Ogle & Barber seem to prefer to just fit the model as is and focus on monitoring identifiable quantities - (e.g. ignore Rhat of the raw intercepts, but look at Rhats of the group means) this IMHO can make sense in a lot of cases, but it cannot help with divergences and sampling efficiency.

As @paul.buerkner noted, it is possible that this is not a big deal in practice. The case where I am trying to get an improvement is 12-dimensional multivariate ordinal model with per-subject varying intercepts - so I have 48 global intercepts and a lot of varying intercepts, so the induced correlations operate in quite high dimension. That’s why I am thinking this could be a real issue in my model. But it is still possible that the main efficiency/convergence bottleneck lies elsewhere in the model and I am chasing phantoms.

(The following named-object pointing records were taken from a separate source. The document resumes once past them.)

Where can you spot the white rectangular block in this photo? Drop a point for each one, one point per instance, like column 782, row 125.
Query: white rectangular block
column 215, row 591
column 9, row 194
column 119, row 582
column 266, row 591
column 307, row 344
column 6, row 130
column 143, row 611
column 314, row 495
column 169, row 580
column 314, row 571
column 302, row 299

Regarding @jsocolar’s attempt above, I think it suffers from a big problem:

I think this does not hold if \gamma is assumed a priori independent of \vec{Z} - if we had no data, the posterior of \vec{Y} should have all the elements uncorrelated, however since \vec{Z} has negative correlations and \gamma is independent of \vec{Z}, then \gamma + \vec{Z} will also have negative correlations and thus cannot represent the correct posterior. Or am I missing something?

I think I managed to make some progress in a somewhat different direction (that also IMHO promises to generalize to more than one varying intercept). But the model does not work completely, so any hints where a problem is in my derivation or in my code would be very welcome.

EDIT: This previously contained a bunch of math and code that had bugs. Will post a new reply with corrected math and code.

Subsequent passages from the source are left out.